On this stormy Saturday I did something I haven’t done in several years: tried a new art form. It’s not completely new since I did it in class as a freshman in high school, but since that was many years ago I’m counting it. The medium of the day? Stained glass.
Funnily enough, one of the only things you don’t do when making a stained glass piece is stain the glass. Instead, it’s sold in one foot square sheets in a huge variety of colors and patterns. No one who’s ever visited this blog will be surprised to hear that I decided to make a bluebird, so I picked up blue, orange, white, green, and black. I did put the bird on a dogwood branch this time, so I’m not that obsessed, right?
Anyway this piece, like most art, started with a drawing. Drawing for stained glass is really interesting because you have to keep your ability to cut the glass along the lines in mind the whole time. No sharp angles or steep curves, especially when you don’t have a grinder to smooth out mistakes. So you end up with lines in odd places, but that adds to the charm of the finished product in my humble opinion. I only had a pen to hand, so my drawing ended up being super messy as I changed lines here and there. I originally planned on having a background, but realized I didn’t really have a good color for it that wouldn’t cause another part of the piece to blend in (also I got lazy). I numbered the pieces so I could then number the corresponding pieces of glass with a Sharpie and make sure they were going in the right place in the finished product.
Next came the hardest part: cutting the glass. First I cut my drawing into pieces and outlined them on the glass in Sharpie. Then I used a small roller tool to score the glass, leaving a perforated line where I wanted it to break. Then I just used a pair of curved pliers to neatly snap the glass along the lines.
Just kidding, I broke a bunch of pieces in half when they didn’t behave. Such is life.
After getting all the pieces cut out, I was ready to move onto soldering. To prepare my pieces, I first wrapped their edges in adhesive copper foil that the solder would bind to.

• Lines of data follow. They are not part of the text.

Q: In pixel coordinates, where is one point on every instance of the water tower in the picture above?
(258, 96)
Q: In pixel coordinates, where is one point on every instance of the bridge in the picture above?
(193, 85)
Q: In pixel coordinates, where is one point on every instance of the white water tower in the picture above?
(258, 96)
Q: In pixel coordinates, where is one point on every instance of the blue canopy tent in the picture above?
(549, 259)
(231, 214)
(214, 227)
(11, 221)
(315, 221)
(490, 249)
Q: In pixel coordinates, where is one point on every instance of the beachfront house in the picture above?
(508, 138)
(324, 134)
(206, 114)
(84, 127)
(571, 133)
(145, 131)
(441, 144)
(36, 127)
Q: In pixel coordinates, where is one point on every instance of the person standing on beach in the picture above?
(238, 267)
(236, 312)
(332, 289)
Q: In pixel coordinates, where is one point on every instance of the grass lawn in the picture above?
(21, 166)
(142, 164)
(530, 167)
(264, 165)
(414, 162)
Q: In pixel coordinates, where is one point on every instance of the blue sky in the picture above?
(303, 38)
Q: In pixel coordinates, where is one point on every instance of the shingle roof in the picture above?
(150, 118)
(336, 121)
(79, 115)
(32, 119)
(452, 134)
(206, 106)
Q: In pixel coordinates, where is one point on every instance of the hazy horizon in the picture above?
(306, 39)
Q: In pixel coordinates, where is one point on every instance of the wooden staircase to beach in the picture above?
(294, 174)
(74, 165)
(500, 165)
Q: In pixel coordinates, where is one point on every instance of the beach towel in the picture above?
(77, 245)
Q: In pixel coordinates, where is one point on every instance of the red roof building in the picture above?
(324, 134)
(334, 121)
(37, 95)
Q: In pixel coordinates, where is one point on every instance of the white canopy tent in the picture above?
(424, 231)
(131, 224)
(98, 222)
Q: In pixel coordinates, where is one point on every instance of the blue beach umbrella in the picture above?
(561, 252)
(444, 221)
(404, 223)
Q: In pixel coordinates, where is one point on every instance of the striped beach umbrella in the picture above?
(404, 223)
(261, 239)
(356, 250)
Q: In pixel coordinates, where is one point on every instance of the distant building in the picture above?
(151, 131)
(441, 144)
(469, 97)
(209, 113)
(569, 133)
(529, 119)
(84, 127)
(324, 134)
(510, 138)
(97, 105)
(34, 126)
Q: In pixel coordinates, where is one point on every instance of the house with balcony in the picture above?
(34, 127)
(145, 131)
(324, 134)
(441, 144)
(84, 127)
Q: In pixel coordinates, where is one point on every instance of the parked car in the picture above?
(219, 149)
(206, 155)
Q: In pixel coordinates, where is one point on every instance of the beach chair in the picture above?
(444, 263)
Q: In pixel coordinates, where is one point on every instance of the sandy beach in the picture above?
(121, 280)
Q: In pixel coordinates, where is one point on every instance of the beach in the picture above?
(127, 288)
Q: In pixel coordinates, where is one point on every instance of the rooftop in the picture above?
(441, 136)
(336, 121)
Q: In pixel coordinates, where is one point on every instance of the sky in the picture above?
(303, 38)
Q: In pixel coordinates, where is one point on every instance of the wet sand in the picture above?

Next, I applied some copper flux and “tacked” the pieces together by putting small amounts of solder on the seams. This was just to make the pieces stay put while I tried to build up the solder to get a “beaded” effect. If I did everything right, the solder would end up raised and rounded on the seams, giving the piece a neat look.
From there, it was just a matter of adding the pieces, including the branch and bluebird.
After finally getting all the solder on the edges and spending more time getting that beaded effect, I was finished.
All told, the project took about four and a half hours. I didn’t really end up following my original drawing in some places, especially in the flowers, and I wouldn’t want to do it on a super hot day because the soldering iron gets hot. But, I love the hands-on nature of stained glass work, and I think it’s a medium in which a little practice would go a long way. So, I think I’ve definitely found a great new way to scratch that creativity itch and probably produce some good Christmas gifts.
Hope my family members like bird art!